On 02/18/19 at 11:24am, Mike Travis wrote:
> Hi Baoquan,
> 
> There was a breakage in the TSC code (for UV) where the change was to
> introduce an early TSC "adjustment".  This bypassed the UV auto setting of
> TSC by BIOS because it came before the UV init code could indicate that the
> TSC was already in sync.  (I believe I already sent you a note about this?)
> 
> To fix this, I sent in two patches, the first had this is_early_uv_system()
> function defined and the second had the check to avoid adjusting TSC too
> early.
> 
> The commit referred to is:
> 
> > commit 20a8378aa9dd108a01cb0e695599f5257a885c4b
> > Author: Mike Travis <mike.travis@hpe.com>
> > Date:   Tue Oct 2 13:01:45 2018 -0500
> > 
> >     x86/platform/uv: Provide is_early_uv_system()
> >     Introduce is_early_uv_system() which uses efi.uv_systab to decide early
> >     in the boot process whether the kernel is running on a UV system.
> >     This is needed to skip other early setup/init code that might break
> >     the UV platform if done too early such as before necessary ACPI tables
> >     parsing takes place.
> 
> Check to see if that function is defined in the kernels you are pushing this
> patch to.

Thanks, Mike. Yes, I received your mail before, so use the
is_early_uv_system() function directly in this patch.

> 
> As to testing on a UV system, I can schedule the time to do that, just send
> me the details.

The bug is triggered because 

UV MMIOH region is larger than

  "(the size of actual RAM) + CONFIG_RANDOMIZE_MEMORY_PHYSICAL_PADDING"

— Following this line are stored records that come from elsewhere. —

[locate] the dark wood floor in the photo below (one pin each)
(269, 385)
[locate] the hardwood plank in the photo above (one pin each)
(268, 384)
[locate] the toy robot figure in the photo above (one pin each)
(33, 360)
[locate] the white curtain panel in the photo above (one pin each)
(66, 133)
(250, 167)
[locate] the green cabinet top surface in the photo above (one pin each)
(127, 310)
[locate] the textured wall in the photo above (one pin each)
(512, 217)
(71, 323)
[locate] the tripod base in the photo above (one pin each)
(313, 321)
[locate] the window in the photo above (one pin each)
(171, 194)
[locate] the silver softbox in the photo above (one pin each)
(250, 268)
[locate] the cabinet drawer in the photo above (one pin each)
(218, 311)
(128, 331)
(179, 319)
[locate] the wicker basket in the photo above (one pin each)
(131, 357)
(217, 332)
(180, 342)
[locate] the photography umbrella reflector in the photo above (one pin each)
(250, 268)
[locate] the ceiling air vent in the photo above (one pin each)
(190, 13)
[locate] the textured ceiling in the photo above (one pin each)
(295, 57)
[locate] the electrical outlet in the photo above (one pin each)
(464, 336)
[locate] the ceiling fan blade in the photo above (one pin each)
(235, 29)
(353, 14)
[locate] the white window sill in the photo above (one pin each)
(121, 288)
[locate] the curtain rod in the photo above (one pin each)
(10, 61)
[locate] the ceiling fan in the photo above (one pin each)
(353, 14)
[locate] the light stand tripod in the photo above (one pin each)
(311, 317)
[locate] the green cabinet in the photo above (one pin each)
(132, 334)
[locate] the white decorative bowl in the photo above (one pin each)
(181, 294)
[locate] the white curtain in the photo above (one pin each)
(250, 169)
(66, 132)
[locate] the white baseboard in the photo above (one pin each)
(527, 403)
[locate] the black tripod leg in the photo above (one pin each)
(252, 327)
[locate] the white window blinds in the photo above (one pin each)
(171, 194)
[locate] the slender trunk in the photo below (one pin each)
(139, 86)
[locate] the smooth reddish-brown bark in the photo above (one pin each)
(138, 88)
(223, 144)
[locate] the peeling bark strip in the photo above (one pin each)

Here CONFIG_RANDOMIZE_MEMORY_PHYSICAL_PADDING is 10 TB by default.

E.g UV system with 1 TB RAM, 1 TB + 10 TB = 11 TB. If UV MMIOH region is
located beyond [0, 11TB], it may trigger bug. I suggest a UV system can
be set like this:

The actual RAM can be several GB, like 20 GB is enough.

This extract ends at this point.